I've done this with parallel ferrite rods, with a tuned coil on each.
If the rods are several times longer than your 2 mm gap, and close to
the barrier, coupling should be pretty good.

A pair of C-cores would be even better, but bulkier.

How much power are you trying to couple?

John

 

[Vladimir Vassilevsky]

Hi

I need to transfer some energy accross a platic barrier. I will be
using a solenoid on both sides of the barrier, one to transmit and one
to receive the energy

First thoughts is to use an air core to provide maximum stray field
(in a ferrite core solenoid the field will be concentrated in the
core, but somehow I think the air core is better over longer
distances)
The barrier is 2mm thick, and may use almost any circuit on both
sides. An HF oscillator on the primary and a simple diode
rectification on the secondary side, preceeded by a capacitor to
adjust the ressonance to get optimum perfomance.

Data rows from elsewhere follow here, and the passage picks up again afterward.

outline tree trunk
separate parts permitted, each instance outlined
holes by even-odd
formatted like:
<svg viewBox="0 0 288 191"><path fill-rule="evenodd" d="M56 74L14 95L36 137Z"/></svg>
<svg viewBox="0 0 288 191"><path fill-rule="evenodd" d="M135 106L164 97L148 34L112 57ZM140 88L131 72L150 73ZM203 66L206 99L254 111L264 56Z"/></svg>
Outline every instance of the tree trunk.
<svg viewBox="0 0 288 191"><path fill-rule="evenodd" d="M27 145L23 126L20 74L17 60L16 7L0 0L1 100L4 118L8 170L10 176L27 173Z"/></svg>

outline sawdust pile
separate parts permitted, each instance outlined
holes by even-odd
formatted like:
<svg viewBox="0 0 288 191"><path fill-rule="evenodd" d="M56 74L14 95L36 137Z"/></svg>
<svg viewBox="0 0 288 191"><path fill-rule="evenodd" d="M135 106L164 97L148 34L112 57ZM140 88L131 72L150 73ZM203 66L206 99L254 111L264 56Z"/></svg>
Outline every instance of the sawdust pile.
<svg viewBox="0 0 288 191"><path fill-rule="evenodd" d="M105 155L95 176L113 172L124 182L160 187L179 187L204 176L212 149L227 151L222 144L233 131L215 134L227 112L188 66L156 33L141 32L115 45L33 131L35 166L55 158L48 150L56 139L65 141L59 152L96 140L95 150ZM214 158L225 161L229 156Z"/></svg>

But, I am in US right now, so I have none of my books and the internet
have not helped me in this matter.

The B field of a solenoid is:

B = u0 * uR* I * N

But how do I calculate the B field at say 10mm from the core in order
to be able to calculate the current in the recieving core.
Any ideas?

Hello Klaus,

If the barrier is only 2mm, the best solution would be probably a magnetic
circuit made of the two half cores.

How to calculate:
We assume that mu of the core material times gap width is much higher then
the length of the magnetic path. The magnetic resistance of a piece of
material is length/(mu * cross section). The coupling between the cores is
the fraction of the primary flux which gets into the secondary. Part of the
primary flux goes through the air missing the secondary, the other part
crosses the gap to the secondary. The ratio of those parts depends on
geometry, and it is approximately 2*gap width/distance between the poles (if
distance is much higher then the gap). Thus the coupling is ~ (1 -
2*gap/distance).

I can derive more accurate estimates if mu and the geometry is known.

Vladimir Vassilevsky
DSP and Mixed Signal Consultant
www.abvolt.com

 

[Klaus Kragelund]

Hello Klaus,

If the barrier is only 2mm, the best solution would be probably a magnetic
circuit made of the two half cores.

How to calculate:
We assume that mu of the core material times gap width is much higher then
the length of the magnetic path. The magnetic resistance of a piece of
material is length/(mu * cross section). The coupling between the cores is
the fraction of the primary flux which gets into the secondary. Part of the
primary flux goes through the air missing the secondary, the other part
crosses the gap to the secondary. The ratio of those parts depends on
geometry, and it is approximately 2*gap width/distance between the poles (if
distance is much higher then the gap). Thus the coupling is ~ (1 -
2*gap/distance).

I can derive more accurate estimates if mu and the geometry is known.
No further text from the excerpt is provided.